Novelist Tim Lott makes some interesting points about loss and having children in his recent Guardian column. He points out that watching one’s child grow up means feeling a continual series of losses (as well as joys), as they move from dependence on you to semi-independence, culminating in the final loss when they are old enough to move out.
He says: “I sometimes wonder if the pain of seeing them grow up is merely an echo of one’s own pain – the loss of childhood we all had to go through.”
Our discomfort around loss is understandable. Feeling our losses brings up sadness and, in some cases, anger. But if we hide our losses (and these feelings) from ourselves we are inviting trouble.

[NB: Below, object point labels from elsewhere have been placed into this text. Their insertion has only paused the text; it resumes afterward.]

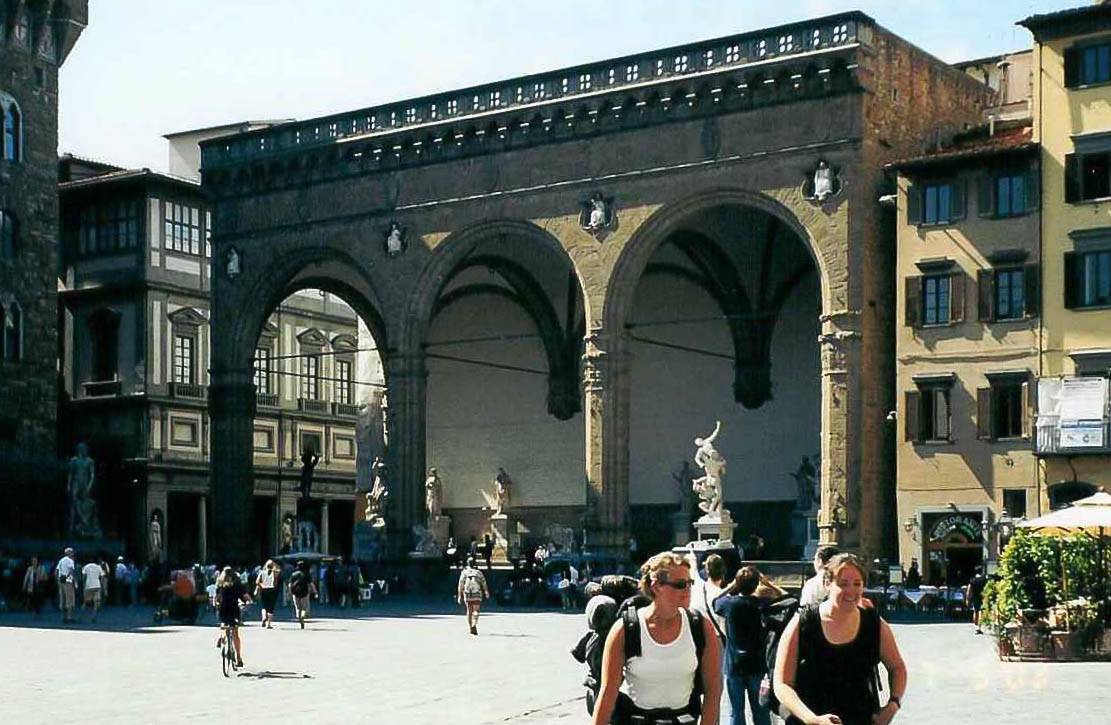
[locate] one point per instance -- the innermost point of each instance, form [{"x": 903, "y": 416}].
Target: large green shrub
[{"x": 1039, "y": 572}]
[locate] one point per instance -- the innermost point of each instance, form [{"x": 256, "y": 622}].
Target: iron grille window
[
  {"x": 183, "y": 359},
  {"x": 310, "y": 378},
  {"x": 262, "y": 370},
  {"x": 343, "y": 382}
]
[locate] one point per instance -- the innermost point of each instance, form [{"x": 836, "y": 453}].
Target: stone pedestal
[
  {"x": 716, "y": 527},
  {"x": 680, "y": 527},
  {"x": 503, "y": 532}
]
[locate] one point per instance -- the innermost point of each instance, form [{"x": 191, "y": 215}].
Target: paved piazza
[{"x": 413, "y": 662}]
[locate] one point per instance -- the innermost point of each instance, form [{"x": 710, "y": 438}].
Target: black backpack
[{"x": 774, "y": 616}]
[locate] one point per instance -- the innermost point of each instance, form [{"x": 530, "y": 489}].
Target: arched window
[
  {"x": 9, "y": 237},
  {"x": 12, "y": 325},
  {"x": 12, "y": 129}
]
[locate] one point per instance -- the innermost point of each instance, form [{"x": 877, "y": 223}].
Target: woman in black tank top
[{"x": 826, "y": 664}]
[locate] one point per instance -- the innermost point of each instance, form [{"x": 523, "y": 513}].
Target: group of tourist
[{"x": 666, "y": 653}]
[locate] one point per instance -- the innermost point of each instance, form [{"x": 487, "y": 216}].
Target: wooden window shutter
[
  {"x": 913, "y": 204},
  {"x": 1071, "y": 281},
  {"x": 913, "y": 413},
  {"x": 1032, "y": 187},
  {"x": 1028, "y": 410},
  {"x": 986, "y": 295},
  {"x": 986, "y": 184},
  {"x": 1071, "y": 67},
  {"x": 957, "y": 200},
  {"x": 983, "y": 413},
  {"x": 913, "y": 300},
  {"x": 1031, "y": 296},
  {"x": 957, "y": 296},
  {"x": 1071, "y": 178}
]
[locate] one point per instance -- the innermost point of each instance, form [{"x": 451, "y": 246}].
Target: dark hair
[
  {"x": 826, "y": 553},
  {"x": 747, "y": 580},
  {"x": 716, "y": 567}
]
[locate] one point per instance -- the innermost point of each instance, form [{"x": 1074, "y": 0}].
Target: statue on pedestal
[
  {"x": 709, "y": 486},
  {"x": 80, "y": 484},
  {"x": 154, "y": 537},
  {"x": 433, "y": 494}
]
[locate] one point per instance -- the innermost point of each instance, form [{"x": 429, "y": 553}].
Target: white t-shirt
[
  {"x": 663, "y": 674},
  {"x": 92, "y": 575}
]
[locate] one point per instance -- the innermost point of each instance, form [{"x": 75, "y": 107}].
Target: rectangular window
[
  {"x": 262, "y": 370},
  {"x": 936, "y": 299},
  {"x": 343, "y": 382},
  {"x": 1010, "y": 288},
  {"x": 183, "y": 359},
  {"x": 937, "y": 204},
  {"x": 1014, "y": 502},
  {"x": 1094, "y": 279},
  {"x": 310, "y": 378},
  {"x": 1010, "y": 195}
]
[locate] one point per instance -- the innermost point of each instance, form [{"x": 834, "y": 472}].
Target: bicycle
[{"x": 229, "y": 656}]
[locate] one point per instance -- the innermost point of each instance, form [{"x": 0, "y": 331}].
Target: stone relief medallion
[
  {"x": 396, "y": 242},
  {"x": 822, "y": 182},
  {"x": 232, "y": 263},
  {"x": 598, "y": 217}
]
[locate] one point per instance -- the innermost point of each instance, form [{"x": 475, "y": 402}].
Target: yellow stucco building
[{"x": 1072, "y": 124}]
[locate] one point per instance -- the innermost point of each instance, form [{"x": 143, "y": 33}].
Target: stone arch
[
  {"x": 453, "y": 252},
  {"x": 644, "y": 241}
]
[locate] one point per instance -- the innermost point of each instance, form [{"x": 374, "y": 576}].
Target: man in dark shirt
[{"x": 743, "y": 661}]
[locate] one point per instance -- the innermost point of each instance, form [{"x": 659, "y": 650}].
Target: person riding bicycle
[{"x": 229, "y": 592}]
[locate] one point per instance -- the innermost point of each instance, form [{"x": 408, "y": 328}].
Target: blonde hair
[
  {"x": 839, "y": 563},
  {"x": 650, "y": 570}
]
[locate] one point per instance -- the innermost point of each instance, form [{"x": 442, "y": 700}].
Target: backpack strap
[{"x": 632, "y": 632}]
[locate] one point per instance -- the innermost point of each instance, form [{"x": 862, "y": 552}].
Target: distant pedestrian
[
  {"x": 973, "y": 593},
  {"x": 827, "y": 657},
  {"x": 94, "y": 576},
  {"x": 814, "y": 592},
  {"x": 34, "y": 585},
  {"x": 266, "y": 590},
  {"x": 471, "y": 591},
  {"x": 66, "y": 573}
]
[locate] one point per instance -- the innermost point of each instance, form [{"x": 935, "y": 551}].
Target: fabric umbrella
[{"x": 1091, "y": 515}]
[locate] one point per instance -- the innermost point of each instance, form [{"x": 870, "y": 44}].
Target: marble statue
[
  {"x": 287, "y": 534},
  {"x": 823, "y": 181},
  {"x": 433, "y": 494},
  {"x": 309, "y": 461},
  {"x": 806, "y": 480},
  {"x": 156, "y": 537},
  {"x": 80, "y": 484},
  {"x": 232, "y": 263},
  {"x": 708, "y": 486},
  {"x": 394, "y": 240}
]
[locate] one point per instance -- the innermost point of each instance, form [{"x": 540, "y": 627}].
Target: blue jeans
[{"x": 737, "y": 686}]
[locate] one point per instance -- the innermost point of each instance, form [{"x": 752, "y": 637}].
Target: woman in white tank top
[{"x": 661, "y": 680}]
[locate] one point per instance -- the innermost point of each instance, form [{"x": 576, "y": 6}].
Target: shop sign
[{"x": 961, "y": 523}]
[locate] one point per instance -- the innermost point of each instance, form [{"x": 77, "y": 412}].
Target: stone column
[
  {"x": 606, "y": 384},
  {"x": 407, "y": 381},
  {"x": 840, "y": 358},
  {"x": 202, "y": 527},
  {"x": 231, "y": 403}
]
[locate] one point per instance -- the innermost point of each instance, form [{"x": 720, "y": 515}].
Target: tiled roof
[{"x": 1008, "y": 139}]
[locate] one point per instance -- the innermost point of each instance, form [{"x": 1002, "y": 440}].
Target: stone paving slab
[{"x": 413, "y": 662}]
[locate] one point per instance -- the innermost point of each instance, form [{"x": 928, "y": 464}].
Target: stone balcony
[{"x": 768, "y": 66}]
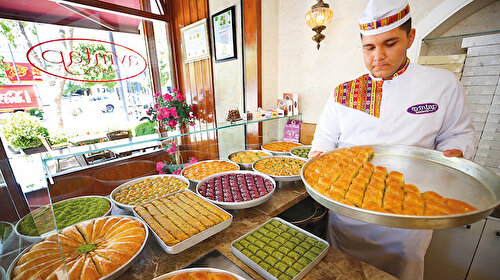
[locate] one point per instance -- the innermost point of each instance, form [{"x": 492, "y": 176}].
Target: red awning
[{"x": 45, "y": 11}]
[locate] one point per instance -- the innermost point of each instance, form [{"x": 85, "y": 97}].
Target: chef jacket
[{"x": 420, "y": 106}]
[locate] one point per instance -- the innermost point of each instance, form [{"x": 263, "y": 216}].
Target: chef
[{"x": 396, "y": 102}]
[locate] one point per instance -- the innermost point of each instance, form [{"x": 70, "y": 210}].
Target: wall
[
  {"x": 228, "y": 83},
  {"x": 228, "y": 75},
  {"x": 302, "y": 69},
  {"x": 485, "y": 19}
]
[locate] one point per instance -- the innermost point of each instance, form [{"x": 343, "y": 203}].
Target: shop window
[{"x": 82, "y": 82}]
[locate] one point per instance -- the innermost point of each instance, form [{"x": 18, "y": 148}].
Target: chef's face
[{"x": 385, "y": 53}]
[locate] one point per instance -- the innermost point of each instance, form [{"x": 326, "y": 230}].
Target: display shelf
[{"x": 148, "y": 141}]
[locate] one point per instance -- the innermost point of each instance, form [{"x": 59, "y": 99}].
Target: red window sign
[
  {"x": 25, "y": 70},
  {"x": 88, "y": 60},
  {"x": 17, "y": 97}
]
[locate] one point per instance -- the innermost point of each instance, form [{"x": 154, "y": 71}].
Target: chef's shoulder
[{"x": 433, "y": 75}]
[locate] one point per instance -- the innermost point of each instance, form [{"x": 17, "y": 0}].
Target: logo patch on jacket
[{"x": 424, "y": 108}]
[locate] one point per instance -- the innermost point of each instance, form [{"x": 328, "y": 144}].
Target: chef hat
[{"x": 381, "y": 16}]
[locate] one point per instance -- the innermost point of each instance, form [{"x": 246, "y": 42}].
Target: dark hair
[{"x": 406, "y": 26}]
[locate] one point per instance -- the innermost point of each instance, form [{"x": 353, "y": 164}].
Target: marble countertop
[{"x": 153, "y": 261}]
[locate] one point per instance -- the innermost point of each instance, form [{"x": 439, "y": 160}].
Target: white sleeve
[
  {"x": 457, "y": 131},
  {"x": 327, "y": 131}
]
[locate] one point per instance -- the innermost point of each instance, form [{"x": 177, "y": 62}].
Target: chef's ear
[{"x": 411, "y": 37}]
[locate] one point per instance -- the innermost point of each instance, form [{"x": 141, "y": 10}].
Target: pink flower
[
  {"x": 177, "y": 172},
  {"x": 173, "y": 112},
  {"x": 193, "y": 160},
  {"x": 172, "y": 123},
  {"x": 172, "y": 149},
  {"x": 180, "y": 97},
  {"x": 159, "y": 166},
  {"x": 167, "y": 97},
  {"x": 164, "y": 112}
]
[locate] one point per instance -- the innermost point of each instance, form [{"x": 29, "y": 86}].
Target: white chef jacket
[{"x": 422, "y": 107}]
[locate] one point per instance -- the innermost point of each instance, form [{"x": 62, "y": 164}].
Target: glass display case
[{"x": 95, "y": 170}]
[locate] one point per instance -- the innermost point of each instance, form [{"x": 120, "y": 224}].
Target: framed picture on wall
[
  {"x": 195, "y": 41},
  {"x": 224, "y": 32}
]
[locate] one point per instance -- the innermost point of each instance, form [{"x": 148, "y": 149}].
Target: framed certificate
[
  {"x": 195, "y": 41},
  {"x": 224, "y": 32}
]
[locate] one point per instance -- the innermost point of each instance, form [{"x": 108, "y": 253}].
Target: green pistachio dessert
[
  {"x": 280, "y": 250},
  {"x": 67, "y": 212}
]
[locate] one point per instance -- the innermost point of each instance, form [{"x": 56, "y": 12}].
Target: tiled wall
[{"x": 481, "y": 80}]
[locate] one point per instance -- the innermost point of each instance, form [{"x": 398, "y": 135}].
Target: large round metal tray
[
  {"x": 35, "y": 238},
  {"x": 112, "y": 275},
  {"x": 189, "y": 270},
  {"x": 275, "y": 152},
  {"x": 246, "y": 166},
  {"x": 280, "y": 178},
  {"x": 429, "y": 170},
  {"x": 124, "y": 185},
  {"x": 243, "y": 204},
  {"x": 195, "y": 182}
]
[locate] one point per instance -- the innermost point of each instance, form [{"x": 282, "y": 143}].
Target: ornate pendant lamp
[{"x": 318, "y": 18}]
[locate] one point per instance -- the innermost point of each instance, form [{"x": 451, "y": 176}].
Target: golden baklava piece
[{"x": 347, "y": 176}]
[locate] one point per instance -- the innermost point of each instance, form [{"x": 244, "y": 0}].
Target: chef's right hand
[{"x": 313, "y": 154}]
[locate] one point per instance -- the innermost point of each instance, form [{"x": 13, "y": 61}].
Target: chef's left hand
[{"x": 453, "y": 153}]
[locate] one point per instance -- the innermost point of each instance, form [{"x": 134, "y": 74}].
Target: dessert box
[
  {"x": 181, "y": 220},
  {"x": 196, "y": 172},
  {"x": 245, "y": 158},
  {"x": 46, "y": 216},
  {"x": 277, "y": 165},
  {"x": 200, "y": 273},
  {"x": 238, "y": 189},
  {"x": 168, "y": 189},
  {"x": 280, "y": 250}
]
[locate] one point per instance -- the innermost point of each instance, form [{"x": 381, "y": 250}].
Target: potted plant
[
  {"x": 171, "y": 110},
  {"x": 22, "y": 131},
  {"x": 172, "y": 166}
]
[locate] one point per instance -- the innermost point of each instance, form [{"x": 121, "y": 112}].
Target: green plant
[
  {"x": 36, "y": 113},
  {"x": 171, "y": 110},
  {"x": 22, "y": 130},
  {"x": 145, "y": 128},
  {"x": 58, "y": 138}
]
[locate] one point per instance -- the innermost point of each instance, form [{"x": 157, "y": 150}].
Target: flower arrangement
[
  {"x": 164, "y": 167},
  {"x": 22, "y": 130},
  {"x": 171, "y": 109}
]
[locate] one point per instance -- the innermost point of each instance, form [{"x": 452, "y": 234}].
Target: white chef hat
[{"x": 381, "y": 16}]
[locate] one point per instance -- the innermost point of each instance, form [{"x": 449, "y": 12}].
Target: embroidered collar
[{"x": 398, "y": 73}]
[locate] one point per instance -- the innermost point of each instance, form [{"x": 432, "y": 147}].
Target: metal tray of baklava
[
  {"x": 429, "y": 170},
  {"x": 265, "y": 273},
  {"x": 193, "y": 240}
]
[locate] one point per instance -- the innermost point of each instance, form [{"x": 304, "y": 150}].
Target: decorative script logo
[
  {"x": 88, "y": 60},
  {"x": 425, "y": 108}
]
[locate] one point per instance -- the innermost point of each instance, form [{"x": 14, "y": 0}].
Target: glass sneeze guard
[{"x": 98, "y": 147}]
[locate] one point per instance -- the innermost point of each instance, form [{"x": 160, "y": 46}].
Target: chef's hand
[
  {"x": 313, "y": 154},
  {"x": 453, "y": 153}
]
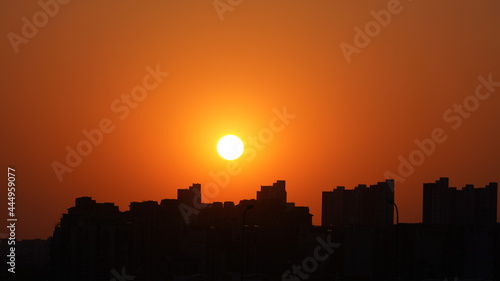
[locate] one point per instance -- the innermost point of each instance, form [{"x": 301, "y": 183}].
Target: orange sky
[{"x": 352, "y": 120}]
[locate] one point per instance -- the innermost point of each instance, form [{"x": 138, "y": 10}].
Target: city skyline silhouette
[{"x": 268, "y": 237}]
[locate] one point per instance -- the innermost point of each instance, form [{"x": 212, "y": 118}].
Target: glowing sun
[{"x": 230, "y": 147}]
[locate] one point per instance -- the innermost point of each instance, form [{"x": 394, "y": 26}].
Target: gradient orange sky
[{"x": 353, "y": 120}]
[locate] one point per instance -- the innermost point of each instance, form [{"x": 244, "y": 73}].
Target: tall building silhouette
[
  {"x": 155, "y": 241},
  {"x": 362, "y": 205},
  {"x": 448, "y": 205},
  {"x": 275, "y": 193}
]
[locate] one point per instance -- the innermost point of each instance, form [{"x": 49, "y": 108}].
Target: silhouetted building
[
  {"x": 275, "y": 193},
  {"x": 362, "y": 205},
  {"x": 191, "y": 196},
  {"x": 443, "y": 204},
  {"x": 151, "y": 241}
]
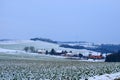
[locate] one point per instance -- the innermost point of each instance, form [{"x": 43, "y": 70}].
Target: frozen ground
[{"x": 106, "y": 77}]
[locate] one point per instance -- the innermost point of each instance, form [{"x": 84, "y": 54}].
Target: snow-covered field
[
  {"x": 16, "y": 64},
  {"x": 35, "y": 68},
  {"x": 20, "y": 44}
]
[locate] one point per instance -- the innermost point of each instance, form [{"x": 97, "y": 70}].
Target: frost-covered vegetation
[{"x": 25, "y": 69}]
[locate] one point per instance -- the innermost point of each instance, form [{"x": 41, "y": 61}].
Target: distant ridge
[{"x": 44, "y": 39}]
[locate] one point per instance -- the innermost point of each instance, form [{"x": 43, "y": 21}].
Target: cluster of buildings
[{"x": 70, "y": 54}]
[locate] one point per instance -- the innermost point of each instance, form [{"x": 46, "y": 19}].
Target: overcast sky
[{"x": 63, "y": 20}]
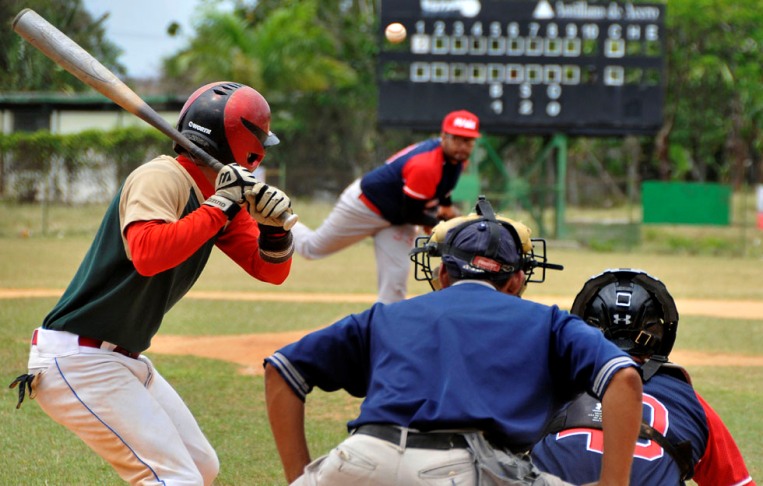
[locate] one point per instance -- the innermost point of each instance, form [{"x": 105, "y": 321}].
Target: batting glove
[
  {"x": 267, "y": 203},
  {"x": 231, "y": 182}
]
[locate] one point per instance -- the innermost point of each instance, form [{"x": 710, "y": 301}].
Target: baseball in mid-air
[{"x": 395, "y": 32}]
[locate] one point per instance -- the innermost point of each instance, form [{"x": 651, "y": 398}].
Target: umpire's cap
[{"x": 482, "y": 249}]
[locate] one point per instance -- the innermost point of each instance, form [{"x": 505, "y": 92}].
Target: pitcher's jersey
[
  {"x": 673, "y": 408},
  {"x": 419, "y": 171}
]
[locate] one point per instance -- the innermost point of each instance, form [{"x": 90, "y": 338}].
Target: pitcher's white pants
[
  {"x": 348, "y": 223},
  {"x": 123, "y": 409}
]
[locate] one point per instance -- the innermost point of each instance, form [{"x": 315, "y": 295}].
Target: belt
[
  {"x": 97, "y": 343},
  {"x": 369, "y": 204},
  {"x": 416, "y": 440}
]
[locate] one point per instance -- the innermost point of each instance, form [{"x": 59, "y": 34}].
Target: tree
[
  {"x": 314, "y": 62},
  {"x": 23, "y": 68},
  {"x": 714, "y": 105}
]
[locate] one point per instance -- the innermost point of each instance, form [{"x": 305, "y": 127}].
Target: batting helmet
[
  {"x": 633, "y": 309},
  {"x": 230, "y": 121},
  {"x": 492, "y": 250}
]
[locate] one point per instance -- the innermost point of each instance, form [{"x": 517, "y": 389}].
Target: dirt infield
[{"x": 248, "y": 351}]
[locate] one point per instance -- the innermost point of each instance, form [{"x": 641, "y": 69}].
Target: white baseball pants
[{"x": 123, "y": 409}]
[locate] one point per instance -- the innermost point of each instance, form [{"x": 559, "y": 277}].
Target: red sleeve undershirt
[
  {"x": 156, "y": 246},
  {"x": 722, "y": 464}
]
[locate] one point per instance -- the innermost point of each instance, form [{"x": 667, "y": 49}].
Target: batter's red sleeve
[{"x": 156, "y": 246}]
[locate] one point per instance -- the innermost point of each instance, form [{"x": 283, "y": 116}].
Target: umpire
[{"x": 457, "y": 383}]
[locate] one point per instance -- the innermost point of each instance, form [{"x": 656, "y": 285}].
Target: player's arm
[
  {"x": 621, "y": 419},
  {"x": 722, "y": 463},
  {"x": 414, "y": 212},
  {"x": 286, "y": 413}
]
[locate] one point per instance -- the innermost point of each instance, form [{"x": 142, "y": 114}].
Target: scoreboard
[{"x": 524, "y": 66}]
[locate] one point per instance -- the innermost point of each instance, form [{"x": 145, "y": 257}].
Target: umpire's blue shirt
[{"x": 466, "y": 356}]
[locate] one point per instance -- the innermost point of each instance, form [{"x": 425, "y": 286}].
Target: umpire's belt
[{"x": 417, "y": 440}]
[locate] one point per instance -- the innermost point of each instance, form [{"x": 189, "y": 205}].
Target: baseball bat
[{"x": 71, "y": 56}]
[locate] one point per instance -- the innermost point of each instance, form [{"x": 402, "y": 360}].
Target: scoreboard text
[{"x": 525, "y": 66}]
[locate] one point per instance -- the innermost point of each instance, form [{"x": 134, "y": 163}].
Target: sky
[{"x": 139, "y": 28}]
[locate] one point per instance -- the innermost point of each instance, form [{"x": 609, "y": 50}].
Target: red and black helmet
[{"x": 229, "y": 121}]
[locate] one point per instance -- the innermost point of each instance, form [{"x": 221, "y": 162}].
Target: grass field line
[{"x": 727, "y": 309}]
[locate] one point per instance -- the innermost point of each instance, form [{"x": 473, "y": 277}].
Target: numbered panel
[{"x": 525, "y": 66}]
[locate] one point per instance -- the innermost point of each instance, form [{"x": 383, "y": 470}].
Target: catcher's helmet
[
  {"x": 480, "y": 246},
  {"x": 633, "y": 309},
  {"x": 229, "y": 121}
]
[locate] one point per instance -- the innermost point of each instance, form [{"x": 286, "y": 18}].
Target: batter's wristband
[
  {"x": 230, "y": 208},
  {"x": 276, "y": 249}
]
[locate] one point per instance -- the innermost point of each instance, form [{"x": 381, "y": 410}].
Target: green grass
[{"x": 230, "y": 406}]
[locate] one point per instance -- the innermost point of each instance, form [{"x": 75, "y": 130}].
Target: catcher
[
  {"x": 457, "y": 383},
  {"x": 86, "y": 369},
  {"x": 682, "y": 437}
]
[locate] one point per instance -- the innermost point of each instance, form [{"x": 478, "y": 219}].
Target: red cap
[{"x": 462, "y": 123}]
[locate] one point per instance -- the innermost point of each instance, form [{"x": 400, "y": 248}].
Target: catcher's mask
[
  {"x": 229, "y": 121},
  {"x": 480, "y": 246},
  {"x": 633, "y": 309}
]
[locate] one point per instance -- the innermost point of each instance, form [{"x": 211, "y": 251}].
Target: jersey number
[{"x": 645, "y": 449}]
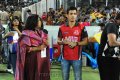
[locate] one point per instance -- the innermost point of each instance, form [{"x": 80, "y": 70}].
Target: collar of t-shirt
[{"x": 76, "y": 24}]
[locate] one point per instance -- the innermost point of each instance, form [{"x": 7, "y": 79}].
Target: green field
[{"x": 87, "y": 73}]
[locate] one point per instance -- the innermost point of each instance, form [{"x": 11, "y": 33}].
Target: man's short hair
[
  {"x": 71, "y": 8},
  {"x": 28, "y": 10},
  {"x": 118, "y": 16}
]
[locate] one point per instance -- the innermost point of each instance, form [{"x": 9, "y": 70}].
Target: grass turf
[{"x": 87, "y": 73}]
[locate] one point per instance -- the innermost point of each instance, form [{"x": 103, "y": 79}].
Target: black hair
[
  {"x": 28, "y": 10},
  {"x": 32, "y": 22},
  {"x": 71, "y": 8},
  {"x": 19, "y": 26},
  {"x": 118, "y": 16}
]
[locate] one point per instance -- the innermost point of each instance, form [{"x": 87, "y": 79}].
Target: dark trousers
[{"x": 109, "y": 68}]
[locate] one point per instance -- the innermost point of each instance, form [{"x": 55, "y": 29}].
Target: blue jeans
[{"x": 76, "y": 65}]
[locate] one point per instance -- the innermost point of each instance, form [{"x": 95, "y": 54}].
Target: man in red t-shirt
[{"x": 72, "y": 36}]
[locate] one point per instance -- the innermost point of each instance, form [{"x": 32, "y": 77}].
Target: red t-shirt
[{"x": 74, "y": 34}]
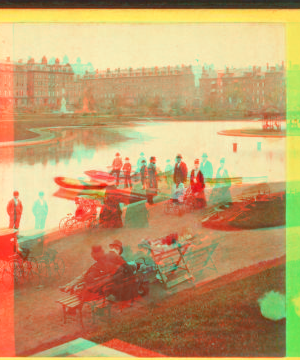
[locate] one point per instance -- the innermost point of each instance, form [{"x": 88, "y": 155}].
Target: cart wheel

Feelings like sadness that are repressed have a nasty habit of making themselves felt in other, less direct ways. These include depression and illness.
In therapy there is often a lot of work around grieving early losses, what therapist John Bradshaw calls “original pain feeling work”. This refers to the losses we all suffered, to greater or lesser degrees, as children. These include not being accepted for who we truly were or, in some cases, emotional, physical or sexual abuse.
Acknowledging and grieving these losses is not about becoming a ‘victim’, but rather about mourning the losses the child experienced but was not able to mourn at the time. Rather than victimhood, this process can lead to empowerment because it brings us into a deeper and more compassionate relationship with ourselves.
It involves, says Bradshaw in his book Healing the Shame That Binds You, “making contact with the lonely inner child…this child is that part of us that houses our blocked emotional energy.”